A Cute Application of Mapping Class Groups

Let’s start with a fairly innocuous question:

Question: What elements of \pi_1(\mathbb T^2) can be represented by a  (homotopy class of a) simple closed curve?

A naive guess might be that with some effort, every element can be obtained by some simply closed curve, but further inspection shows that this cannot be the case. For example, first drawings of the element (2,0) will show that the curve crosses itself. On the other hand, there are elements that surely can be represented: (1,0), (2,1), (3,2) and so on. In fact, given any (a,b) with \mathrm{gcd}(a,b)=1, we have the following procedure:

which fails for when (a,b) have a common factor, since it produces multiple curves!

However, we claim that indeed these are the only elements of \pi_1(\mathbb T) that can be represented by a simple closed curve.


To do this, we need to make the following definition:

Definition: A separating curve (in the sense of the Jordan curve theorem) is one that bounds a disk  on the Torus. Otherwise, a curve is said to be nonseperating.

Since we will only consider curves up to homotopy, it is clear that we care mostly about nonseparating curves. Here is the crux of the argument:

Cutting along a non-separating curve produces a cylinder.  To see this, note that \chi(\mathbb T)=0, and that cutting along a nonseperating curve also has euler characteristic 0, almost by construction (in particular, consider a CW-structure,and notice that it doubles the 0-cell, but also adds a 1-cell, so it leaves \chi invariant. Using the classification of surfaces with boundary, we see that this must be a cylinder.


But then, consider the cylinder given by cutting along (1,0) and call this C_1. Similarly, take any other nonseparating curve, and consider its defining cylinder, C_2. There is obviously a homeomorphism h:C_1  \to C_2, and by passing to the quotient that identifies the two connected components of the boundary (along the curve we cut), the homeomorphism descends to \tilde{h}:T \to T, and it maps (1,0) to the other simple closed curve. In particular, we have reduced the question to determining where (1,0) can go under a homeomorphism. This essentially rephrases the question: how does \mathrm{Homeo}^{+}(\mathbb T) act on \pi_1(\mathbb T)? Clearly, any homeomorphism isotopic to identity acts trivially so this gives us the reduction

Question 1.1: How does \mathcal{M}(\mathbb T) act on \pi_1(\mathbb T)=\mathbb Z \oplus \mathbb Z?

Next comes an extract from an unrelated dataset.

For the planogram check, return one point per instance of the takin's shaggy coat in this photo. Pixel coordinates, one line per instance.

Well, clearly every homeomorphism h:\mathbb T \to \mathbb T gives a  automorphism h_*: \mathbb  Z^2 \to \mathbb Z^2 by functoriality. Hence, we have a homomorphism \phi: \mathcal{M}(\mathbb T) \to \mathrm{Aut}(\mathbb Z^2)=SL_2(\mathbb Z). This is injective, since we are considering homotopy classes of homeomorphisms. Indeed, we can check that it is surjective, by observing that any element T \in \mathbb SL_2(\mathbb Z) has the property that  for any real numbers x,y \in \mathbb R and m,n \in \mathbb Z, we have T(x+m,y+n)=T(x,y)+T(m^{\prime},n^{\prime} for some integers m^{\prime},n^{\prime}). However, \mathbb R^2 is the universal cover for the torus, and this condition means exactly that in the covering map p:\mathbb R^2 \to \mathbb T, this map also descends to some homeomorphism \tilde{T}: \mathbb T \to \mathbb T, since it is well defined in the quotient. Hence, we see that every element of SL_2(\mathbb Z) can be realized has a self-homeomorphism of \mathbb T^2, showing that our map \phi was surjective.


Hence, \mathcal{M}(\mathbb T)=SL_2(\mathbb Z), and by studying the image of (1,0), we need only look at an element of T \in SL_2(\mathbb Z), and note that there exists a map T(1,0)=(a,b) if and only if gcd(a,b)=1, which completes the proof.